Bu noktada, yasaya aykırı her türlü davranışın, örneğin Trafik Yasası’nın yayalarla ilgili kırmızı ışık kuralını ihlâl etmenin de yolsuzluk olduğunu dile getirmem gerekiyor. O kuralı neredeyse herkes ihlâl ettiğine göre, yolsuzluk yapmamayı öğrenebilmek için, deyim yerindeyse, fırınlarla ekmek yemek zorunda olduğumuz söylenebilir…

“Yurdu ve milleti özden çok sevme ilkesi”ni özümsemeyi kitleselleştirebildiğimizde; adaletin sorun olmaktan çıkacağı, bu kadar çok polise, savcıya ve hakime gerek kalmayacağı, “Yurtta Barış”ın böylece sağlanacağı, diğer taraftan, “diğerkâm kişiliği” edinmenin ise, “Dünyada Barış”ın “olmazsa olmaz” şartı olduğu iddia edilebilir...

“ÇNAEM’de aldığım “eğitim”den sonra başlattığım, hala devam eden çalışmalarda edindiğim birikimi, dünyanın içinde bulunduğu kaos ve kargaşayı dikkate alarak değerlendirdiğimde; “Bilgi Çağı”nın (dünyevi) değerlerini aşmış, “Bilinç Çağı”nın uhrevi değerlerine ulaşmış, bilinç konusunda uzmanlaşmış olduğumun farkına vardım ve kendimi Bilinçolog olarak tanımlamağa karar verdim…

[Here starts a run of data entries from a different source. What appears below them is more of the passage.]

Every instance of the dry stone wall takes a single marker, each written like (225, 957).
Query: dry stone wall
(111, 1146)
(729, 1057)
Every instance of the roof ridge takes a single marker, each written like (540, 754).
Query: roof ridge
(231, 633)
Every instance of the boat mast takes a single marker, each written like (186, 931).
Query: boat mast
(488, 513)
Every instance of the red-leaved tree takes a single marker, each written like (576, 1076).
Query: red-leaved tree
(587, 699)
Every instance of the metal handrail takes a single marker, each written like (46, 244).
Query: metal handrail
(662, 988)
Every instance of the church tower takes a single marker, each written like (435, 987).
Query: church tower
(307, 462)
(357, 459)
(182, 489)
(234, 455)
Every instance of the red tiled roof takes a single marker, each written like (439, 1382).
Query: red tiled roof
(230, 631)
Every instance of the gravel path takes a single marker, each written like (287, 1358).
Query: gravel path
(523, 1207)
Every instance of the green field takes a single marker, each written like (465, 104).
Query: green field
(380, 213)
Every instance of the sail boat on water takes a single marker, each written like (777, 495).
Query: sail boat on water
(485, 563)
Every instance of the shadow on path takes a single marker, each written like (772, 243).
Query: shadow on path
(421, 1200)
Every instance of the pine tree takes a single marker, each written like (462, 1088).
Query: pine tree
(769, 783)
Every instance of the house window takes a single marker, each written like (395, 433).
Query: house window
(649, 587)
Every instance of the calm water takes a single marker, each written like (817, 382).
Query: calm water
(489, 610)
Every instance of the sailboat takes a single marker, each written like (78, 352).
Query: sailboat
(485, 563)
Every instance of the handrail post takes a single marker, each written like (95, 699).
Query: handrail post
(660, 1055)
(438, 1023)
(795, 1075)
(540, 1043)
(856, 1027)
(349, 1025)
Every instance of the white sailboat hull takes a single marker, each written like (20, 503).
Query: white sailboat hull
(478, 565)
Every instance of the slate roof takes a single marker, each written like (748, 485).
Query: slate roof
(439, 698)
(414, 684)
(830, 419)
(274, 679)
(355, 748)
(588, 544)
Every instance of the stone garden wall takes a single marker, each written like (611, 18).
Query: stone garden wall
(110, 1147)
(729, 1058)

DİKKAT:  Dünyada bilinç konusunda diploma verebilecek bir kurum ya da kuruluş  bulunmadığına göre, Bilinçolog olup olmadığıma  yaşam biçimime,( örneğin  çevre, tüketim, trafik ve vergi gibi  konulardaki davranışlarıma) bakılarak  karar verilebileceğini düşünüyorum.

Felâket olarak tanımlanan “iklim değişikliği”nin “Bilgi Çağı”nda gerçekleştiği; aynı çağda ozon tabakasının delindiği, buzulların eridiği, yağmur ormanlarının tükendiği, türlerin azaldığı bilinmektedir. Sonuç olarak, “Bilgi Çağı”nın “bilgi ile sınırlı eğitim anlayışı”nın “iklim değişikliği”ni önlemede yetersiz kaldığı gerçeği karşısında; bu çağın insanının, kendisini bilinçlendiremeyen, bencillikten kurtaramayan eğitim anlayışını aşmasının, “bilinçlendirici eğitim anlayışı”nı hayata geçirmesinin, yalnız ülkemiz değil, bu gezegenin sakinleri için “olmazsa olmaz” bir SORUMLULUK  olduğu kendiliğinden ortaya çıkar…

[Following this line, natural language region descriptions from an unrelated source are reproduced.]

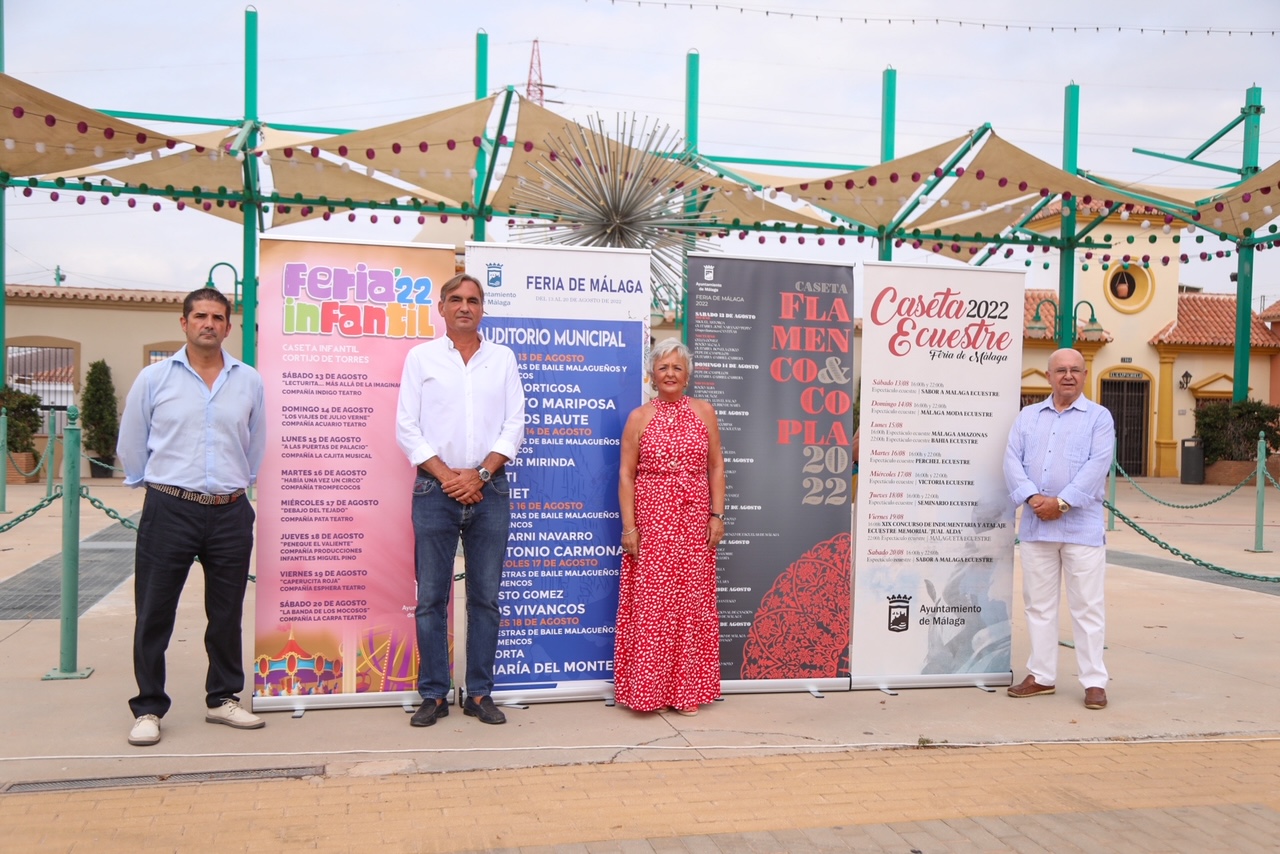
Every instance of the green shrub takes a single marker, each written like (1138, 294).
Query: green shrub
(23, 411)
(1230, 430)
(100, 410)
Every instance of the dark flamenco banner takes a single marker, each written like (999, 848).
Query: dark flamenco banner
(772, 343)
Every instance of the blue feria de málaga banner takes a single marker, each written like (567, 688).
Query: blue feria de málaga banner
(579, 324)
(773, 354)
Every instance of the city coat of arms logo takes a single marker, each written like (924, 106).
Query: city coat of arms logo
(899, 612)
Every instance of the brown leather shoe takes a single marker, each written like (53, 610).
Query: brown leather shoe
(1029, 688)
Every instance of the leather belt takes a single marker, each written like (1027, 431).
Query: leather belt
(199, 497)
(492, 474)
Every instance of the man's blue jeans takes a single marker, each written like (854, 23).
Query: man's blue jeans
(438, 521)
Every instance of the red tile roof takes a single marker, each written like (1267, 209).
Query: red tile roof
(94, 295)
(1208, 320)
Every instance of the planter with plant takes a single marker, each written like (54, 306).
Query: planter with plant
(23, 421)
(1230, 435)
(100, 419)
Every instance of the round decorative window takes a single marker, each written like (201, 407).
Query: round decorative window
(1129, 290)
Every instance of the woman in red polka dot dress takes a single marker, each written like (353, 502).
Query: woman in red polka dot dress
(671, 489)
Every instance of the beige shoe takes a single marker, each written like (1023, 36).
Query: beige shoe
(1029, 688)
(232, 715)
(146, 731)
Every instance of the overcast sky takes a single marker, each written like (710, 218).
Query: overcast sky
(795, 83)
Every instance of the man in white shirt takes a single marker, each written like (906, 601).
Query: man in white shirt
(460, 419)
(1056, 464)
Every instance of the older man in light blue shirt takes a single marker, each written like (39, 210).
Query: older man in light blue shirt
(193, 433)
(1056, 466)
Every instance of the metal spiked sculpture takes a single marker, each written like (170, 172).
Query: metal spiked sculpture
(636, 190)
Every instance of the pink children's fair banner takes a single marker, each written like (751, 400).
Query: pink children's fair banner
(334, 543)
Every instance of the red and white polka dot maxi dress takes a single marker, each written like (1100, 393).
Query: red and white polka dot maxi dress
(667, 644)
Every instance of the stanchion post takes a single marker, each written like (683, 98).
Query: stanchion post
(1111, 493)
(48, 461)
(67, 667)
(1262, 489)
(4, 460)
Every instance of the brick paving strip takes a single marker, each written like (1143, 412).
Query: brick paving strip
(1115, 795)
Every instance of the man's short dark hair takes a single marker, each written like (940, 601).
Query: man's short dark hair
(456, 282)
(205, 293)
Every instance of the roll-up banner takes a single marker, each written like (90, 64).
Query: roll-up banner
(773, 354)
(577, 320)
(336, 594)
(940, 389)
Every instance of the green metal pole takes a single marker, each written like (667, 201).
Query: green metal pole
(4, 459)
(1258, 521)
(478, 223)
(1244, 251)
(50, 451)
(888, 113)
(248, 351)
(1111, 493)
(67, 667)
(888, 131)
(1066, 255)
(4, 241)
(693, 73)
(693, 82)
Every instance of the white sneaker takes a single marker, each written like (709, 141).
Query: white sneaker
(232, 715)
(146, 731)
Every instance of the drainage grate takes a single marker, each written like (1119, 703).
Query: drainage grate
(165, 779)
(106, 560)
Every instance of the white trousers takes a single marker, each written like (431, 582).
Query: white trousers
(1083, 567)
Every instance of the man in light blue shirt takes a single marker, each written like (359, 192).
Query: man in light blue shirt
(1056, 466)
(193, 434)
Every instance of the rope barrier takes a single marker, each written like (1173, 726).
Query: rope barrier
(95, 461)
(1203, 503)
(1184, 556)
(106, 510)
(28, 514)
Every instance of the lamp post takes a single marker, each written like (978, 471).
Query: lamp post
(1064, 333)
(246, 343)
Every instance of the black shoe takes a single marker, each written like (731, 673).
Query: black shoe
(483, 709)
(429, 712)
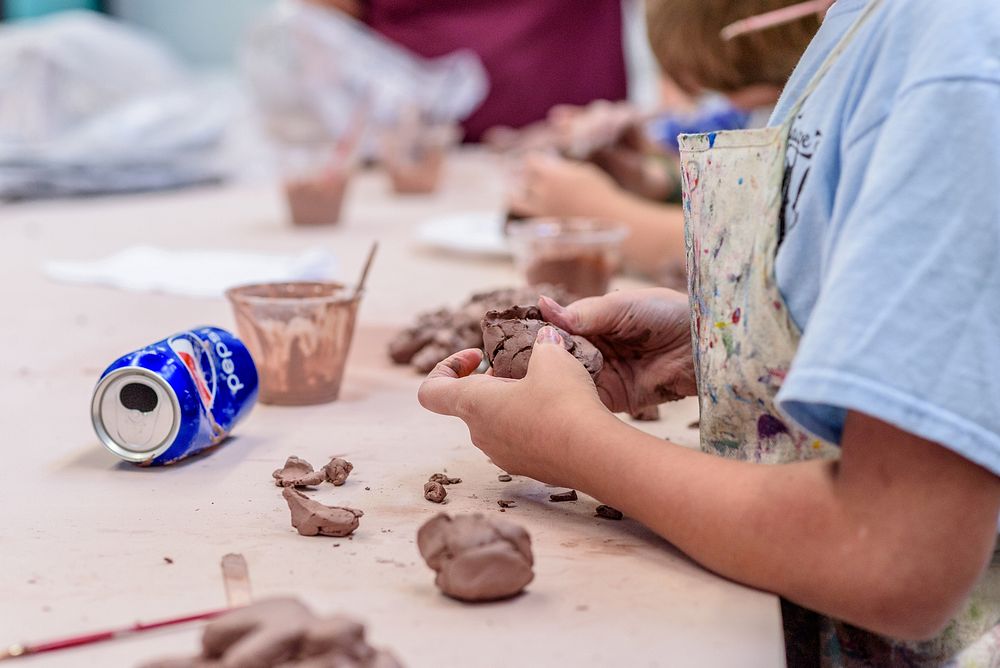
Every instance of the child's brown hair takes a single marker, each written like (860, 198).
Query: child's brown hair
(685, 36)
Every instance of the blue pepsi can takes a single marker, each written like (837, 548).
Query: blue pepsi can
(174, 398)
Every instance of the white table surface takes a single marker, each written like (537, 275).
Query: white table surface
(83, 536)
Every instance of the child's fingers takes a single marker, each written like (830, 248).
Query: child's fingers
(459, 365)
(450, 389)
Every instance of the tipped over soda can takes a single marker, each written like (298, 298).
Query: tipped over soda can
(174, 398)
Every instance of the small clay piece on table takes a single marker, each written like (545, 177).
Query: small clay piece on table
(298, 473)
(647, 414)
(608, 512)
(477, 559)
(434, 491)
(337, 470)
(509, 336)
(441, 478)
(283, 632)
(312, 518)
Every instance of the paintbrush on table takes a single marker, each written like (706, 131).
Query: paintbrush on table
(235, 577)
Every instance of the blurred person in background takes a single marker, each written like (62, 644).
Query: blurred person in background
(635, 179)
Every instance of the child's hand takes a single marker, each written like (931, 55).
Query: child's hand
(553, 186)
(526, 426)
(645, 337)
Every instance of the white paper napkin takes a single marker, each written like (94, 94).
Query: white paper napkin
(191, 273)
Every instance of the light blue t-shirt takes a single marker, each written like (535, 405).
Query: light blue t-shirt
(890, 259)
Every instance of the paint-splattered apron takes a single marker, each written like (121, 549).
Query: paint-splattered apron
(744, 342)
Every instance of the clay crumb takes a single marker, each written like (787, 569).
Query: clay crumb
(312, 518)
(337, 470)
(298, 472)
(434, 491)
(443, 479)
(647, 414)
(608, 512)
(563, 496)
(475, 558)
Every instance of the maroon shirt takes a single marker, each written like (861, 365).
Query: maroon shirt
(538, 53)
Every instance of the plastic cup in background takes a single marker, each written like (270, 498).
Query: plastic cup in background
(578, 254)
(414, 155)
(299, 334)
(316, 179)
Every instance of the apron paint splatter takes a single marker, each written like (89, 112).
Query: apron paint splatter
(745, 341)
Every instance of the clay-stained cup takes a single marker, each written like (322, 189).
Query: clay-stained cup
(299, 335)
(578, 254)
(414, 157)
(315, 182)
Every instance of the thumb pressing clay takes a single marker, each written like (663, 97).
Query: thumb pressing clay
(509, 336)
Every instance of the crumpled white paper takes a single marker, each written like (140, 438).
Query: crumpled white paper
(191, 273)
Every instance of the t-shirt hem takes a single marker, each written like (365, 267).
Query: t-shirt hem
(805, 390)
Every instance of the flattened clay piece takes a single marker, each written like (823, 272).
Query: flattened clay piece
(434, 491)
(647, 414)
(477, 559)
(263, 634)
(563, 496)
(608, 512)
(312, 518)
(283, 633)
(509, 336)
(298, 473)
(443, 479)
(337, 470)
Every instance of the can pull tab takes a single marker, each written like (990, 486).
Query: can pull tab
(138, 418)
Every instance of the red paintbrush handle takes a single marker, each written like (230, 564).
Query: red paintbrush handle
(101, 636)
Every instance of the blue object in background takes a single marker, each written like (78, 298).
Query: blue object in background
(26, 9)
(716, 115)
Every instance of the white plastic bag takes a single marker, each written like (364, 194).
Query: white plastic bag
(311, 68)
(91, 106)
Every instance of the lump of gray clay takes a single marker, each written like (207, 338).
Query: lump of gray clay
(298, 473)
(509, 336)
(477, 559)
(434, 491)
(282, 632)
(312, 518)
(337, 470)
(437, 334)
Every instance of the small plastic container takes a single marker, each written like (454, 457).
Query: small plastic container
(414, 156)
(316, 180)
(578, 254)
(299, 334)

Diğer taraftan, yukarıda sözü edilen çalışmaları yaparken geliştirdiğim, ilk ve orta öğretim okulları müfredat programına “uygulama dersi” olarak konulmasını önerdiğim, M. E. Bakanlığı Talim Terbiye Kurulu’na gönderdiğim, özenle uygulanması durumunda, ülkenin geleceği çocuklarımıza da benzer özellikleri kazandıracağından, (“yurdu ve milleti özden çok sevme ilkes”ini özümsemelerini, diğerkâm kişilik edinmelerini sağlayacağından) kuşku duymadığım “Trafik terörüne halkın işbirliğinde son verme ve demokrasiyi tabana yayma projesi” ciddiye alınmadı. Uygulamaya konmadı…

Bu projenin gündemdeki şiddet sorunu için de bir çözüm olacağına inanıyorum...İnanıyorum zira diğerkâmlığın şiddetin panzehiri olduğunu çok iyi biliyorum…

SONUÇ OLARAK:
(a)   Bir “Bilinç Çağı” insanı olarak edindiğim özgün olduğunu savunduğum birikimimi “Bilgi Çağı” insanlarıyla paylaşmak, (b) onların da benzer özellikleri kazanabilmeleri yolundaki çabalarımın  akademik ortamlarda değerlendirilmesini istiyorum…

Sayın Fahir Borak,
Olası bir değerlendirmede dikkate alınabileceğini düşündüğüm bazı yazılar eklidir. Maruzatım bundan ibarettir. Yardımcı olabilirseniz çok ama pek çok sevinirim…

Saygılarımla.

Galip Baran
Bilinç Üniversitesi (1) Kurucusu

TEL: (0252) 382 34 77 / (0535) 844 84 76
E-POSTA: galipbaran@windowslive.com
WEB: www.bilinc-universitesi.blogspot.com / www.galipbaran.blogspot.com

(1)      Bilinç Üniversitesi’nin işlevi: “Bilgi Çağı”  üniversitelerinin, zamanla Bilinçoloji Ana Bilim Dalına dönüşebilecek “Bilinç Enstitüsü” ya da “Bilinç Kürsüsü” gibi bölümler kurmalarına yardımcı olmak; böylece, yalnız bilgili değil aynı zamanda bilinçli mimar, mühendis, doktor, sosyolog, psikolog, antrapolog  v.b. meslek mensuplarının yetişmesine katkıda bulunmaktır.